Until recently, oil in future contracts for 2016 was priced at $75 to $90 per barrel; however, on November 30, the future contracts were priced at about $67 per barrel. This shows the shaky future of the oil market.
There are strong indications that the oil market will face lower demand in the future. Possible stagflation deemed to engulf emerging economies such as India and China – traditionally oil consuming countries – and the bleak future that is anticipated for Europe’s economy are among indicators showing that oil is going to lose the appeal it was once holding.
On the other hand, the rise of oil supply by the US, made possible as a result of the new extraction method (known as fracking), as well as new excavations authorized by the US administration to be made in the Gulf of Mexico are both expected to lead to a drop in oil demand worldwide.
Recently, Lockheed Martin claimed that it has developed a promising design for a compact nuclear fusion reactor, which according to the company, is expected to transform the life of the mankind. Although the claim was met with skepticism and denial, in the event it comes true it will put at stake the oil’s significance as well as the interests of oil producing and dependent countries.
What can be concluded from all such developments is that oil is no longer considered a reliable source of revenue and that oil prices are likely to plunge further in the years to come.
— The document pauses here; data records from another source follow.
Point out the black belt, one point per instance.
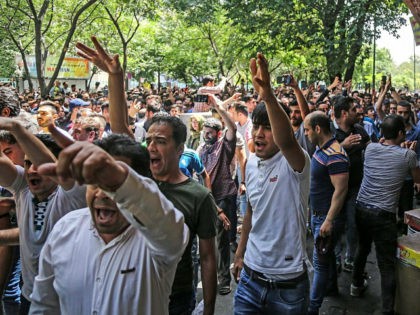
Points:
(319, 213)
(378, 212)
(274, 284)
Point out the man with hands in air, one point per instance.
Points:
(272, 249)
(165, 142)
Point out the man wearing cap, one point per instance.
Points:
(329, 182)
(47, 114)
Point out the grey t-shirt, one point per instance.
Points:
(384, 171)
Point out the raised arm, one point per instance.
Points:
(118, 112)
(279, 121)
(378, 106)
(135, 195)
(303, 104)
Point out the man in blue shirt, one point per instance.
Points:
(329, 184)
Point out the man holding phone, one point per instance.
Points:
(201, 100)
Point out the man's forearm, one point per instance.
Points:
(337, 202)
(246, 228)
(9, 237)
(303, 104)
(208, 275)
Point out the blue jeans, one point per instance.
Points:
(382, 230)
(181, 303)
(349, 211)
(253, 298)
(324, 273)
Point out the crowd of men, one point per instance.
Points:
(113, 202)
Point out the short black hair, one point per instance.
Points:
(207, 79)
(240, 108)
(179, 130)
(342, 103)
(404, 103)
(320, 119)
(260, 115)
(247, 97)
(391, 126)
(9, 99)
(153, 107)
(213, 123)
(122, 145)
(50, 143)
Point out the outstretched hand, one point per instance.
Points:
(260, 76)
(100, 57)
(84, 162)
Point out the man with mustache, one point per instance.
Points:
(40, 202)
(119, 255)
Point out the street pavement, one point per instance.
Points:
(343, 304)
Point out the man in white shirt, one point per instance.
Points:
(116, 256)
(272, 252)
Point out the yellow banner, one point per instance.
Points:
(71, 68)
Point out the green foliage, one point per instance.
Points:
(187, 39)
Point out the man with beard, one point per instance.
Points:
(165, 142)
(217, 154)
(329, 178)
(298, 111)
(354, 139)
(116, 256)
(272, 250)
(386, 166)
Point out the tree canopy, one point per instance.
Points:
(187, 39)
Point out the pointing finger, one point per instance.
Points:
(62, 139)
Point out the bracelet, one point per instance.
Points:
(4, 215)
This, plus the downward trend in the stock exchange and the current turmoil in the currency market have further shaken the country’s economy. The later resulted from the nuclear talks which were extended after the parties engaged in the negotiations failed to reach a “permanent” settlement to end the standoff over Iran’s nuclear energy program by a November 24 deadline.
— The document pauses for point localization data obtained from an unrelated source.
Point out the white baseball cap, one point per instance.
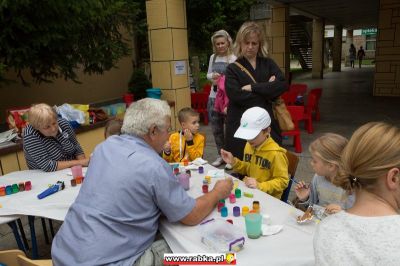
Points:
(252, 122)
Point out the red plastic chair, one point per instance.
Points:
(318, 93)
(307, 117)
(207, 88)
(298, 89)
(199, 103)
(297, 113)
(289, 97)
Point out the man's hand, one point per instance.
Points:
(223, 188)
(227, 157)
(333, 208)
(302, 191)
(250, 182)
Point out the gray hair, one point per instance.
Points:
(141, 115)
(41, 114)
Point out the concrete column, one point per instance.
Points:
(337, 49)
(318, 48)
(279, 49)
(387, 55)
(169, 53)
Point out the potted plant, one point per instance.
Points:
(138, 84)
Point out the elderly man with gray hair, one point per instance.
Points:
(128, 186)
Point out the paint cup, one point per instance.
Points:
(76, 171)
(232, 198)
(238, 193)
(253, 225)
(236, 211)
(224, 212)
(184, 180)
(245, 210)
(201, 170)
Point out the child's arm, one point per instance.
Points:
(280, 176)
(239, 166)
(195, 147)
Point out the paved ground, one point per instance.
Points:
(346, 103)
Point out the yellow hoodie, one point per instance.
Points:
(188, 149)
(268, 164)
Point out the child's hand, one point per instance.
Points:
(272, 78)
(215, 76)
(302, 191)
(167, 147)
(250, 182)
(227, 156)
(188, 134)
(333, 208)
(246, 87)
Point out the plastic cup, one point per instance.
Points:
(76, 171)
(184, 180)
(253, 225)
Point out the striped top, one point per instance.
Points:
(44, 152)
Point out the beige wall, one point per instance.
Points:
(168, 43)
(279, 39)
(95, 88)
(387, 66)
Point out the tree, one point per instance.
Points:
(205, 17)
(53, 39)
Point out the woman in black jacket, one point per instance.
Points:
(264, 84)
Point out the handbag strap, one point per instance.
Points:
(245, 71)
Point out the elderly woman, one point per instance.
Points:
(49, 142)
(368, 233)
(257, 81)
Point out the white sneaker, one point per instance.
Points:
(217, 162)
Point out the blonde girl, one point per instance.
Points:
(326, 155)
(367, 233)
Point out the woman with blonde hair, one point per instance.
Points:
(326, 154)
(222, 47)
(253, 80)
(368, 233)
(49, 142)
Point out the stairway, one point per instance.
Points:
(300, 42)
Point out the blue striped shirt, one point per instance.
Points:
(44, 152)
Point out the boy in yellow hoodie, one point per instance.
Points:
(187, 143)
(264, 164)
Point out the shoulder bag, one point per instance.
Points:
(281, 113)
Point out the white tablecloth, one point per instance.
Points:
(292, 246)
(26, 203)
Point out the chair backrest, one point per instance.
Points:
(298, 89)
(9, 257)
(289, 97)
(293, 161)
(199, 100)
(317, 92)
(297, 113)
(24, 261)
(311, 103)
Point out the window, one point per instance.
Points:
(370, 42)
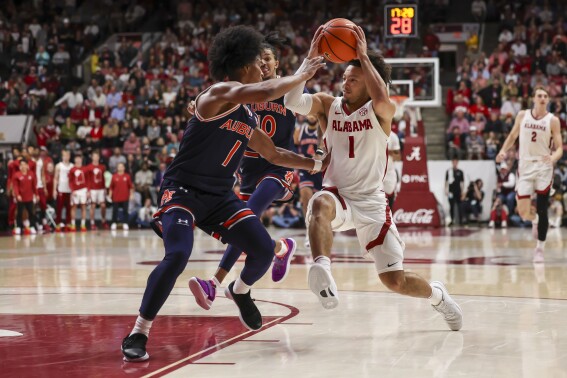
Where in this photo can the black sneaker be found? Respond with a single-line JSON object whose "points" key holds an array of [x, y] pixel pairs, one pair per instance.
{"points": [[249, 314], [134, 348]]}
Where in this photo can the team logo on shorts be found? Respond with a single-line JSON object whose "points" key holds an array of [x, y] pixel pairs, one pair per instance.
{"points": [[166, 197]]}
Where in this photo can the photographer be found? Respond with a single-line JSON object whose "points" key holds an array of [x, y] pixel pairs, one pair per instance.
{"points": [[472, 204]]}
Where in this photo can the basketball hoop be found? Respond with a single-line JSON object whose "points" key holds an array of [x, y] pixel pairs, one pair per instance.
{"points": [[400, 104]]}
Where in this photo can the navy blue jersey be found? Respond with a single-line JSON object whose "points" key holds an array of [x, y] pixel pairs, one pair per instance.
{"points": [[308, 141], [278, 123], [211, 150]]}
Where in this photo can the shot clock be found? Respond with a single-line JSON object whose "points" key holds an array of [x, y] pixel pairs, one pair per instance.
{"points": [[400, 21]]}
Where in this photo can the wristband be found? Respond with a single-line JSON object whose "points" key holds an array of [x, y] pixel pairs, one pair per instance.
{"points": [[317, 166]]}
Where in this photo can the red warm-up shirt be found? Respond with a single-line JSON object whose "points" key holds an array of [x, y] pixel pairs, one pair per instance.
{"points": [[25, 185], [95, 176], [120, 187], [77, 178]]}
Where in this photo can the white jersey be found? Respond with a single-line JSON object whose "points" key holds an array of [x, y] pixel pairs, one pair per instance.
{"points": [[38, 170], [535, 137], [359, 150], [63, 184]]}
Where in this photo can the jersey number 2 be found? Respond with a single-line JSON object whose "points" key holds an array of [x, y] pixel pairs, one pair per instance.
{"points": [[231, 153]]}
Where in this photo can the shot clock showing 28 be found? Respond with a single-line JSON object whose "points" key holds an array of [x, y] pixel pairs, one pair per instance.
{"points": [[400, 21]]}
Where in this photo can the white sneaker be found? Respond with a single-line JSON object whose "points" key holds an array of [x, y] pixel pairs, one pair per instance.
{"points": [[323, 285], [538, 256], [448, 308]]}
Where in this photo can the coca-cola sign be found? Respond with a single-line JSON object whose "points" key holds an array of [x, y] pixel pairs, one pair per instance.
{"points": [[420, 216]]}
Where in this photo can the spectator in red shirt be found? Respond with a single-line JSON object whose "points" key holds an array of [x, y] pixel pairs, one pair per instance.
{"points": [[120, 191], [25, 192], [97, 189], [79, 193]]}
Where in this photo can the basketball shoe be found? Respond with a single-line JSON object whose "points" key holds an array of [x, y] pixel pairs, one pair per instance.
{"points": [[203, 291], [249, 314], [538, 255], [323, 285], [134, 348], [448, 308], [281, 263]]}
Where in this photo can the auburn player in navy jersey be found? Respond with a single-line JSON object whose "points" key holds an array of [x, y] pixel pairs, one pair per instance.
{"points": [[261, 181], [197, 186], [307, 139]]}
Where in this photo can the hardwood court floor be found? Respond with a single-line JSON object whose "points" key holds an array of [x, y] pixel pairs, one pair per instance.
{"points": [[67, 300]]}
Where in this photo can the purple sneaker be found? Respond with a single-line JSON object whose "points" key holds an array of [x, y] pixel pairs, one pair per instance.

Back on November 18, Bloomberg published an analysis in which it claimed Tehran was more optimistic than the West about a nuclear deal, suggesting that one cannot really expect anything effective to be done on the part of the West. Although the ongoing talks and the removal of sanctions are very important for the country’s economy, and the government’s historic attempt in this regard is laudable, the talks are to produce the desired results only when the parties engaged in the negotiations optimize their aims from the negotiations.
What can be concluded is that the government should not overlook the economic potential at home.
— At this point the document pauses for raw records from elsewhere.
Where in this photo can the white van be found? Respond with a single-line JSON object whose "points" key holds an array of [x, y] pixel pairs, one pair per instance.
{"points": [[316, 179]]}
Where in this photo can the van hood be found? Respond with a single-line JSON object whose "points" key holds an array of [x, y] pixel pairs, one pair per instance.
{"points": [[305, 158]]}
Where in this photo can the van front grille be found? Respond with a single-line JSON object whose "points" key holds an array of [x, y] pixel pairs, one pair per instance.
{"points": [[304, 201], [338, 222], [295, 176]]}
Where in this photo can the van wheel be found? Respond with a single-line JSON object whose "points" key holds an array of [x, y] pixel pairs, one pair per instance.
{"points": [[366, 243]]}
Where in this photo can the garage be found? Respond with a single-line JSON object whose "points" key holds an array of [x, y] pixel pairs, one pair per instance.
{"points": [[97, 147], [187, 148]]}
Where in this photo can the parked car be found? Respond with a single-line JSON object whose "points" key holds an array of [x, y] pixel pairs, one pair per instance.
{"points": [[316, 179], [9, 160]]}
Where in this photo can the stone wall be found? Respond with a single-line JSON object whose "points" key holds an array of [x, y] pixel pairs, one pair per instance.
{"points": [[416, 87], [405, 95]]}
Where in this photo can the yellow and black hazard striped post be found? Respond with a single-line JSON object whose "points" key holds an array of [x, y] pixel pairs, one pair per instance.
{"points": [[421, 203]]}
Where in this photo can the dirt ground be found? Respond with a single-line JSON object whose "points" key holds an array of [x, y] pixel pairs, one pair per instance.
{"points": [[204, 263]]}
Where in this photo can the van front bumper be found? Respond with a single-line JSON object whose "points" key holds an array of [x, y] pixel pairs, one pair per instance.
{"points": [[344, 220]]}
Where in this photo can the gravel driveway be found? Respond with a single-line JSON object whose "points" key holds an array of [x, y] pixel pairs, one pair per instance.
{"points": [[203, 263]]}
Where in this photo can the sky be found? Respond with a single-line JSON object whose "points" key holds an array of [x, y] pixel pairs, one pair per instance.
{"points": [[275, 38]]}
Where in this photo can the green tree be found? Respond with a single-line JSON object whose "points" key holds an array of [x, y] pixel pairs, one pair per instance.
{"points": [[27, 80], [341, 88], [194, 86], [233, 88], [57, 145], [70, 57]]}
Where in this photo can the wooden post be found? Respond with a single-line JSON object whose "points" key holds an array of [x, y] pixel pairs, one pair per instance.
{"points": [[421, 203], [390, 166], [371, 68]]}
Relative stability prevailed the market as a result of the government’s economic policies. However, the recent fluctuations in the currency and stock market shows that people’s expectations regarding the economy are shifting.
Given that Iran’s economy, battered by excessive liquidity, stagnant manufacturing and investment, is potentially ready for an economic outburst, it is necessary for the government to pay more attention to macro- and microeconomics.
Statistics shows that liquidity increased in the first quarter of the current year compared with the same period last year. Meanwhile, the government is weighing how to set the price for the dollar in the next year budget draft. Any price set below the current market rate will allow rent-seekers to take advantage of the difference between the market rate and the official rate of the dollar.
Another problem facing Iran’s economy is the value-added tax (VAT) which is anything but real tax as it has been damaging the manufacturing sector in the country.